First-degree burns are very common.
Unlike second- or third-degree burns, first-degree burns only involve the top layer of the skin.
People often get these burns after accidentally touching a hot curling iron, hair straightener, or stove.
Sunburn can also be a first-degree burn.
If you have a first-degree burn, your skin may be red, painful and have mild swelling.
Only minor burns should be treated at home.
If you experience more severe symptoms or have a burn that is very large and painful,
call 911 or go to an emergency room immediately.
To treat a first-degree, minor burn, follow these tips from dermatologists:
Immerse the burn in cool tap water or apply cool, wet compresses.
Do this for about 10 minutes or until the pain subsides.
Cover the burn with a non-stick, sterile bandage.
Do not apply ointments, toothpaste or butter to the burn, as these may cause an infection.

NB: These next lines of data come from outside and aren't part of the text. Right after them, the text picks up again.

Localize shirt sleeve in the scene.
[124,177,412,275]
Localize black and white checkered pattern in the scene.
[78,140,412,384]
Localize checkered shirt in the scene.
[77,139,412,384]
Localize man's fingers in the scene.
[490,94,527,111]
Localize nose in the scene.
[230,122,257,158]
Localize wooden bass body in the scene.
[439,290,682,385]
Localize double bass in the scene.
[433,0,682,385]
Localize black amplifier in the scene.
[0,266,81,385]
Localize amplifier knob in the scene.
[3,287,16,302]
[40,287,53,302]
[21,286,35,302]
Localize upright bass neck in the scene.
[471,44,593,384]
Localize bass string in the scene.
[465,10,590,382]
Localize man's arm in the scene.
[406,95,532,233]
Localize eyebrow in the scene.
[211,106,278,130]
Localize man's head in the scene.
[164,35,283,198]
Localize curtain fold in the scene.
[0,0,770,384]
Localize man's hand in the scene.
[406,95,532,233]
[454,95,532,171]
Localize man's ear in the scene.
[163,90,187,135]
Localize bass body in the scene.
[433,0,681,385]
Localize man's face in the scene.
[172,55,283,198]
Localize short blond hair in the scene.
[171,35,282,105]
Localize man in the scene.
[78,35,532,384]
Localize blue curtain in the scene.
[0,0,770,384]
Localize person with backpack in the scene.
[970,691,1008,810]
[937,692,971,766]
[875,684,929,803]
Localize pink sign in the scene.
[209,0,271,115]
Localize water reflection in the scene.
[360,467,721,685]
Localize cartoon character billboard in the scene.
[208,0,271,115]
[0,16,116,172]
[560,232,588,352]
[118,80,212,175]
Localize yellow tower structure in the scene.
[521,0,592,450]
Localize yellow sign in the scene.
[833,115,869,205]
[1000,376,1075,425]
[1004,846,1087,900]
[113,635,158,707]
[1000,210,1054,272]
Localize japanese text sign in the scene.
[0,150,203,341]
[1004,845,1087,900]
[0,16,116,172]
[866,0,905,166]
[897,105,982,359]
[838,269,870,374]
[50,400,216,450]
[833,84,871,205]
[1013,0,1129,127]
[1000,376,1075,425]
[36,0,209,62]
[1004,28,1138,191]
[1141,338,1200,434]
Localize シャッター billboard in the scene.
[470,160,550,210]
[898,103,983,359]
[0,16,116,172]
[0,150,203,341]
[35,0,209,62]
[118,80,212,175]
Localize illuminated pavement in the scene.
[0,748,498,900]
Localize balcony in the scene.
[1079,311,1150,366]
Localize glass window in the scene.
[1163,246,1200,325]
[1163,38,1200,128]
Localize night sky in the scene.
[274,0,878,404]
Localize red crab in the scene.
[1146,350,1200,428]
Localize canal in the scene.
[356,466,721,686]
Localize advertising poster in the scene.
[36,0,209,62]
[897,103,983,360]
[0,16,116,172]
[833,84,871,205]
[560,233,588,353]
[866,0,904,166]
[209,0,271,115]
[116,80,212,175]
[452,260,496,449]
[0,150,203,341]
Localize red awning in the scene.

If blisters form, let them heal on their own while keeping the area covered.
Do not pop the blisters.
Consider taking over-the-counter pain medication.
Acetaminophen or ibuprofen can help relieve the pain and reduce inflammation.
First-degree burns usually heal on their own without treatment from a doctor.
However, if your first-degree burn is very large, if the victim is an infant or an elderly
person, or if you think your burn is more severe, seek immediate medical care.